Germany has been considering plans to make the vaccine mandatory for all adults from February next year, while Greece will fine people aged 60 and over who refused to get jabbed. Meanwhile in Italy, all healthcare workers, school staff, police and military personnel must now be vaccinated.
“Anti-vaccine protesters come from all branches of society,” Ms Hofmarcher-Holzhacker said. “The government’s inability to confess that they are insecure about the end of the pandemic and the emergence of conspiracy fettered by organised radical-right protesters created a high level of mistrust.”
This month, anti-vaxxers organised a string of massive weekend protests against mandatory vaccination and home confinement orders after Austria became the first EU country to make vaccines compulsory.
Activists held signs with messages ranging from “No to vaccine fascism” to “I’m not a neo-Nazi or a hooligan”, while another urged the government to “Control the borders, not your people”. The Austrian government ended lockdown for the jabbed on 12 December, but restrictions still remain for those who are unvaccinated.
Analysts say using social and economic exclusion as a sanction risks further alienating and perhaps radicalising anti-vaxxers.
“Tackling their social exclusion could build trust and motivate them to get the jab,” Professor Kirbiš said. “It is crucial that the first group, the excluded group, is not pushed by government policies into the second anti-vaxxer group.”

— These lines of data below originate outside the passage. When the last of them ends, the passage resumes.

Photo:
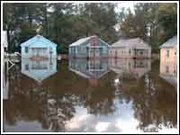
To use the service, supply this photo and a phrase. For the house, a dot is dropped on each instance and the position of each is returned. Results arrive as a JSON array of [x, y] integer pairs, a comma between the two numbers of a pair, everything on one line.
[[38, 70], [168, 60], [92, 69], [130, 48], [38, 47], [130, 68], [89, 47]]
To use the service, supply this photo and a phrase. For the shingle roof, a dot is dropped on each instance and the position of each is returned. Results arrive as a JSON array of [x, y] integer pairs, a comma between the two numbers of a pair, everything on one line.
[[82, 40], [172, 42], [36, 39], [134, 42]]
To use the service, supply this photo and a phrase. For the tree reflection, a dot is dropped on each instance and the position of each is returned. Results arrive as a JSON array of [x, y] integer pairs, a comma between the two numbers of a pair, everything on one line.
[[154, 100]]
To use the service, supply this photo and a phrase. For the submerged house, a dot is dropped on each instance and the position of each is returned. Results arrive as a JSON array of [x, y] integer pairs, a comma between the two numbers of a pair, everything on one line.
[[38, 47], [38, 70], [89, 47], [168, 60], [130, 48], [92, 69]]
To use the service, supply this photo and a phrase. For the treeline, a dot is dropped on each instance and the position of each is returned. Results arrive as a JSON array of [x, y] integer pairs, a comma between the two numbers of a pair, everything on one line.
[[64, 23]]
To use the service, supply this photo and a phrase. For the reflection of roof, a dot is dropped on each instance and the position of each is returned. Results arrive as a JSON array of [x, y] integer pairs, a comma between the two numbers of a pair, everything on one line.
[[89, 74], [38, 75], [38, 38], [170, 43], [134, 42], [171, 79]]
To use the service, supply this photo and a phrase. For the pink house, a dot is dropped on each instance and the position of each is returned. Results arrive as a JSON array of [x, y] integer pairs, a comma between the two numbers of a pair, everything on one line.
[[168, 60], [130, 48]]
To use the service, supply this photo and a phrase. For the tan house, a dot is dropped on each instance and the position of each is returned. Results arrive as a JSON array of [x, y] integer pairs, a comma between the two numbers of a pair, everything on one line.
[[130, 48], [168, 60], [130, 68]]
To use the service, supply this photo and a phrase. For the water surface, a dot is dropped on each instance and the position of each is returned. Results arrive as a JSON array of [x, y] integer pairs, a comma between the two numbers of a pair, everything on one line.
[[114, 95]]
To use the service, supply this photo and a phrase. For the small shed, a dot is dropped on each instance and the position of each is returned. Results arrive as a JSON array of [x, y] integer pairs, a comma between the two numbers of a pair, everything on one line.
[[38, 47], [89, 47], [130, 48]]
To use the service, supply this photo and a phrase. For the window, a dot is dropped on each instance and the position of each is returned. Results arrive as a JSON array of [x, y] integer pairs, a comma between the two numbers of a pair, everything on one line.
[[167, 69], [26, 67], [167, 53], [26, 49]]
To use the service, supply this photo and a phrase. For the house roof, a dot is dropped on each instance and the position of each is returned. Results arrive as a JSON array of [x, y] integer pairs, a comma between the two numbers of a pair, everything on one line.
[[133, 43], [37, 38], [82, 40], [172, 42]]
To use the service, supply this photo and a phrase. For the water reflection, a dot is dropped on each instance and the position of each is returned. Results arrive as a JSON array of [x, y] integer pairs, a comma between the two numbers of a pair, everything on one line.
[[92, 69], [38, 69], [67, 102], [134, 68], [168, 71]]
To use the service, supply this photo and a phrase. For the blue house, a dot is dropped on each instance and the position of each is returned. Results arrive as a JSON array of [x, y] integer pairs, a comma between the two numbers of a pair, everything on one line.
[[38, 47], [38, 70], [89, 47]]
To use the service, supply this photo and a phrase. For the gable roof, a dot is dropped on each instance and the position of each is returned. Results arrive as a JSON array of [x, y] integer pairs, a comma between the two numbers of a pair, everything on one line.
[[172, 42], [82, 40], [37, 38], [133, 42]]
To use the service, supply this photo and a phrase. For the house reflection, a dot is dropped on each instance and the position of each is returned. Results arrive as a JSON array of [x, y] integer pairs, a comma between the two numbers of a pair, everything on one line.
[[93, 69], [133, 68], [38, 69]]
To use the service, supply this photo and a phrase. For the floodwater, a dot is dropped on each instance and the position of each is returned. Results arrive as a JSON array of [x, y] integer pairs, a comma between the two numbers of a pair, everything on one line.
[[114, 95]]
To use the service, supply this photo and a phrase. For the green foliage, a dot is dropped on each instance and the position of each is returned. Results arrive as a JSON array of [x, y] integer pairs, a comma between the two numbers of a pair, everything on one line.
[[67, 22], [161, 18]]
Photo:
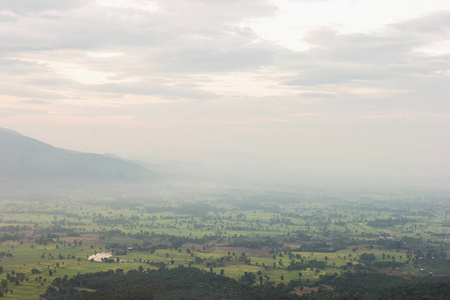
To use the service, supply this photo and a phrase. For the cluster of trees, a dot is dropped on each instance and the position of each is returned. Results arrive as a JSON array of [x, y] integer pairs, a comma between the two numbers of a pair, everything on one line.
[[177, 283]]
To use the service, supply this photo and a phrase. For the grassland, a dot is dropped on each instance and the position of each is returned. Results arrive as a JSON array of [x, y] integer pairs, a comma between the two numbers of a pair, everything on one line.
[[278, 239]]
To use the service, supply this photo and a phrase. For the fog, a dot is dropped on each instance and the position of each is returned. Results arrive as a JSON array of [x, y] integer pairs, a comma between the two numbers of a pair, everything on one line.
[[261, 94]]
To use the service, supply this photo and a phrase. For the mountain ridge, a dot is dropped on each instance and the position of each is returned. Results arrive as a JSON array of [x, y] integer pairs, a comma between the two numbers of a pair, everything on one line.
[[22, 157]]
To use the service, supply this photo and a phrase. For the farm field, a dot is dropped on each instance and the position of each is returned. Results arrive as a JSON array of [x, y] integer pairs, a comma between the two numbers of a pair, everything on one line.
[[293, 240]]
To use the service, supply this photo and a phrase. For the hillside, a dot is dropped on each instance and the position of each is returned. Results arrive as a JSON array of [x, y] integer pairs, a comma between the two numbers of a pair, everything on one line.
[[22, 157]]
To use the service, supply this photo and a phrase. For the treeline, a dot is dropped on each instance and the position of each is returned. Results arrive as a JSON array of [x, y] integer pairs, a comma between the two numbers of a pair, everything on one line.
[[177, 283], [372, 285]]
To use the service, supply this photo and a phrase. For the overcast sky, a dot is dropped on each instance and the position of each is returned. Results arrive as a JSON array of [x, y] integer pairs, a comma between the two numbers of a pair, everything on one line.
[[299, 90]]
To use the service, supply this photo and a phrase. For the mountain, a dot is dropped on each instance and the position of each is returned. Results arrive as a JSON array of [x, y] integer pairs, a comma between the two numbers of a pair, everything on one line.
[[22, 157]]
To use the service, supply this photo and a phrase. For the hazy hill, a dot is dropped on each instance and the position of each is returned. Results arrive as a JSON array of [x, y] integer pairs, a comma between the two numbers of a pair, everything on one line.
[[22, 157]]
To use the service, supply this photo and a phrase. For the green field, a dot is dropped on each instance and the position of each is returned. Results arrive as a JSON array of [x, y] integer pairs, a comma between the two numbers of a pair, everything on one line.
[[300, 238]]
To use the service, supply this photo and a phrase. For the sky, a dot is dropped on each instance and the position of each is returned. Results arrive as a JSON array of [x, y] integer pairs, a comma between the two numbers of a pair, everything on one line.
[[298, 91]]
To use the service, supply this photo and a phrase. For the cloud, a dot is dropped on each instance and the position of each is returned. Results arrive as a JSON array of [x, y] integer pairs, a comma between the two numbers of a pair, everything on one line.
[[37, 6]]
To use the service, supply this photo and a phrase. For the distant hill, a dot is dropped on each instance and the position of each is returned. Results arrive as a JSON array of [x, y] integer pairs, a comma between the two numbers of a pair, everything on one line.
[[22, 157]]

Intelligence agencies across Europe have reportedly been closely monitoring the ideological and structural evolution as well as the cross-border reach of anti-vaxxer and anti-lockdown activists throughout 2021. They are also said to be examining the convergence of the anti-vax movement and far-right political extremism.
Sociology researchers believe that social media is helping turn what started as a locally organised anti-vaccine movement into an international wave bringing its proponents into contact with far-right groups across Europe.
Last month at one rally in Vienna, the leader of Austria’s far-right Freedom Party (FPÖ), Herbert Kickl, a vaccine sceptic, had to address the crowd virtually because he was in quarantine after contracting Covid.
It was also reported that extreme-right figures such as leading neo-Nazi and Holocaust denier Gottfried Küssel and Martin Sellner, head of the Identitarian Movement Austria, attended the same gathering.
“Not all participants of these protests are under state surveillance, but there are radical and possibly violent extremists among them,” Ms Hofmarcher-Holzhacker said.
Both groups, according to researchers, have a common cause, united by a belief in a range of conspiracy theories as well as anti-institutional and anti-government sentiment.
But it could also be the beginning of a vicious cycle where far-right political parties find fertile soil to recruit the anti-vaxxers and stoke their frustration for their own political gains, experts have warned.
In particular, concerns are rising that far-right extremists could exploit the anti-vaxxers’ ability to attract followers from broader social backgrounds and expose them to extreme political ideology.
“In a way, Covid-19 anti-vaccine sentiments have become a channel for far-right groups,” Prof Kirbiš said
“This is very worrisome, especially in times of global health, economic and social crises. A global Covid-19 pandemic may thus not only have health but social and political consequences for years to come.”